The funny thing is that as I began sharing, people became interested. Parents began to message me and tell me that they they were going through the same thing. They told me that my ramblings made them feel less alone.
Because of this, over the years my why has changed a little. I no longer write just for me. I now also write to show others that they aren’t alone in their trials. I hope that I can share the serious nature of the disease mixed with the quirky and funny side of this life. I hope to make some people think and others to simply say “YES! She gets it!”
What is the most important diabetes awareness message to you? For me there are two messages. For the parents and people living with diabetes the message is that you can do this!I want them to know that even after their darkest days, there will one day be light. You have options. You have knowledge. You can use it. You can ask for help. You can turn to others and you will get through. Together, we will make it. I promise.
For those who don’t live with diabetes, the awareness message that I want them to receive is that diabetes is serious and deadly. It is not a one size fits all. It is not as simple as take an aspirin and call me in the morning. Diabetes takes a lot of work. Diabetes takes no breaks. People who monitor their diabetes care are not obsessed, they must do these tasks to stay alive and healthy. Not monitoring your health can cause very serious problems down the road.

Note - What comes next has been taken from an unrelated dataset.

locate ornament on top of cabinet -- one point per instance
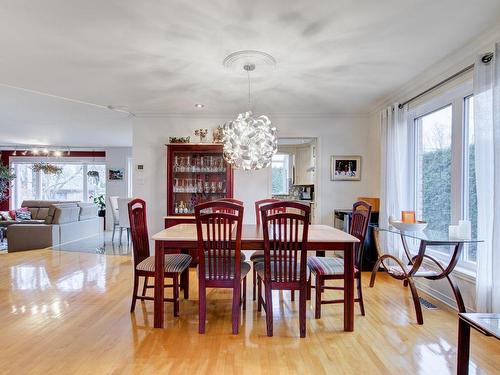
(218, 134)
(179, 139)
(202, 133)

Why is that message important for you, and what are you trying to accomplish by sharing it on your blog? It is important to me for people with diabetes to know that they can do this because my son lives with this disease. He is now a young man finding his way. I want him (and other people’s children) to feel confident in speaking out about what their needs are. I want them open to learning and growing. I want them to understand that there is a community that is there for them to help along the way.
I want people without diabetes to understand how serious diabetes is because it almost killed my son. It has killed friends and friends’ children. It is a deadly foe not to be taken lightly. Too many people do not realize that and it costs unnecessary lives. That needs to change.